[Via Lars Konzack]
As a counterpoint to lists warning against Top 1o Most Evil Games, many feel called to make a canon of the very finest specimens ever.
Here’s Kjetil Sandvik‘s recent attempt:
- Spacewar (first real computer game)
- Pong (first commercial game)
- Colossal Cave Adventure (first text adventure)
- Asteroids (first commercial and succesful vectorbased game)
- MUD1 (First multi-user dungeon/dimension)
- Mario Bros (first character-based platform game)
- Madden NFL (first good licensed sport game)
- Pole Position (first good driving game)
- Pac Man (the ultimate arcade game)
- The Ultima-series (long, commercial and artistic succesful RPG-series)
- Microsoft Flight Simulator (first, pure and best simulator)
- Civilization (Ground-breaking God perspective/building game, marvelous gameplay)
- Tetris (A class of its own)
- Myst (first visually narrative CD-ROM)
- Doom (historically epoch-making technology/content)

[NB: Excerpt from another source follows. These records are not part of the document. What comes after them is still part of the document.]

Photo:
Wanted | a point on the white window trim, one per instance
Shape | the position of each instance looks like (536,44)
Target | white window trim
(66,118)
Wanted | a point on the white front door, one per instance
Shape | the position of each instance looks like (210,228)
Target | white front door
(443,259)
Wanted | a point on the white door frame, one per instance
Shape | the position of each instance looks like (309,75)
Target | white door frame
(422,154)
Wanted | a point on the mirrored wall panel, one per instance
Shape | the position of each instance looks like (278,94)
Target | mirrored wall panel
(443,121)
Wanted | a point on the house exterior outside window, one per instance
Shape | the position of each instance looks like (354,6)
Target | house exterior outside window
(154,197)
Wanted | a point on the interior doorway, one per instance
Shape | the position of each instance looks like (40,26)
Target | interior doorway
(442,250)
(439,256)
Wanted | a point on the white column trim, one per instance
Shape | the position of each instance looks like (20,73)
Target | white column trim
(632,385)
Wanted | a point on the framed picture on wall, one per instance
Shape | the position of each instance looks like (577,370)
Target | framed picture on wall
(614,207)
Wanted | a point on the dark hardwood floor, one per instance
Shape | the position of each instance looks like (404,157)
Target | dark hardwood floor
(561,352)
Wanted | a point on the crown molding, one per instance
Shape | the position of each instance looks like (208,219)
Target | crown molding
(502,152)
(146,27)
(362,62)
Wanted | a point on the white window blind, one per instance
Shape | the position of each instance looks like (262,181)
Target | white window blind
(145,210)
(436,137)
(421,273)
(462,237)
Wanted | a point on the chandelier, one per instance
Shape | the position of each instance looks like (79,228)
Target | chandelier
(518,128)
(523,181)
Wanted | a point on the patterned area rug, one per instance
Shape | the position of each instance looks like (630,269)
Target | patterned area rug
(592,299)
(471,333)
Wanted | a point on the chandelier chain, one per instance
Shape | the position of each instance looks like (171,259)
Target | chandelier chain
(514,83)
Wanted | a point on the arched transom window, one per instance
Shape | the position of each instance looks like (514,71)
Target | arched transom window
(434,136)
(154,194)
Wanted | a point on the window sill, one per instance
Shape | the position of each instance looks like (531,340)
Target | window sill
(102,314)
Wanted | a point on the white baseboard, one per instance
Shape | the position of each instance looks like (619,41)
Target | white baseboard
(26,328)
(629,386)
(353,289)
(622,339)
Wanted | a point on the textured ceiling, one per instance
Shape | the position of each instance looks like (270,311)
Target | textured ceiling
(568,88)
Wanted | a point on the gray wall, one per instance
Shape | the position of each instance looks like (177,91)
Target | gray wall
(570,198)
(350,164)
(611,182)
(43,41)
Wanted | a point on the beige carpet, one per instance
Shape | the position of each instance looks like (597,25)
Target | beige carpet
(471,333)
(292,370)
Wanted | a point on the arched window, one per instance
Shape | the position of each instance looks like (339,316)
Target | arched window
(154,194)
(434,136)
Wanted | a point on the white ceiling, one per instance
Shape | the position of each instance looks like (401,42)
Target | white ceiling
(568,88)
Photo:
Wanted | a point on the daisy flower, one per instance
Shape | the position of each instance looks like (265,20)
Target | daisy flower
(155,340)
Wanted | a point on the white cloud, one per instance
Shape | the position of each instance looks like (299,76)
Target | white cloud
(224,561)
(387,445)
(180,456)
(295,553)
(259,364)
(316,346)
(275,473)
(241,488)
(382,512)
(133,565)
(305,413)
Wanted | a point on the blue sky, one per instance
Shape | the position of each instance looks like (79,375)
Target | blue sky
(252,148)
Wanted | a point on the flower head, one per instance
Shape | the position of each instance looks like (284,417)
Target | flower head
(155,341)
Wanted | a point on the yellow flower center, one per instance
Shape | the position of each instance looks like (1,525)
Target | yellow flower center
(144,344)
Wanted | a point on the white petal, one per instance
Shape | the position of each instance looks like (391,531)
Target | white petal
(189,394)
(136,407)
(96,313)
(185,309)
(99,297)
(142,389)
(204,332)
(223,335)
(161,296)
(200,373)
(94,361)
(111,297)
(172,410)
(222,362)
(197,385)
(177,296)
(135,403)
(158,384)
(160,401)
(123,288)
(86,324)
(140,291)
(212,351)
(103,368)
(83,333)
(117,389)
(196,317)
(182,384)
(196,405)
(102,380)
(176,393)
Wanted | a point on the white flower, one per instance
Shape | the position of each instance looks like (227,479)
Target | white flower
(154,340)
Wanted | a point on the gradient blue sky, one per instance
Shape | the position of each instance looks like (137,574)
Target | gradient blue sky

- Tekken (most succesful martial arts games)
- Final Fantasy-series (Ground-braking adventure/RPG)
- The Sims (Again a class of its own)
- Grand Theft Auto (first and biggest in 3D freedom-of-movement, ironically, theme-based, show-off sound track)
Basically: I like it. But… Including
Asteroids because of its vector graphics seems arbitrary. Asteroids was wonderful but not because of its graphics technology. I don’t see any real reason for including it.
Mario Bros… Not really the first character based platform game.
Donkey Kong came before Mario and features said plumber even if he had yet to be named.
Madden NFL… first good licensed sport game seems a less-than-worthy criterion.
Myst (first visually narrative CD-ROM)… not sure what that means exactly. Myst may have been some sort of “
Birth of a Nation” of adventure games (even if don’t think that’s true) combining all sorts of known tricks in brilliant ways. But I really don’t think Myst deserves so much honour.
At least I think we need to add an example of processual, sandbox-style game style emerging in the 1980s. Probably Elite, since it was such a ground-breaking design for its time.
Other candidates in this category: SimCity (which probably deserves a place for other reasons also) and Sid Meier’s Pirates.
More problematic, of course, are the games that did nothing original in a way that just made them so much better than anything that had come before. In this category I would place Baldur’s Gate which made a linear story seem open through sheer size (and some clever design choices).
Also, it’s shocking (the outrage!) that no RTS games make the list. Dune II, Kjetil. Not the first of the best, but surely the best of the first.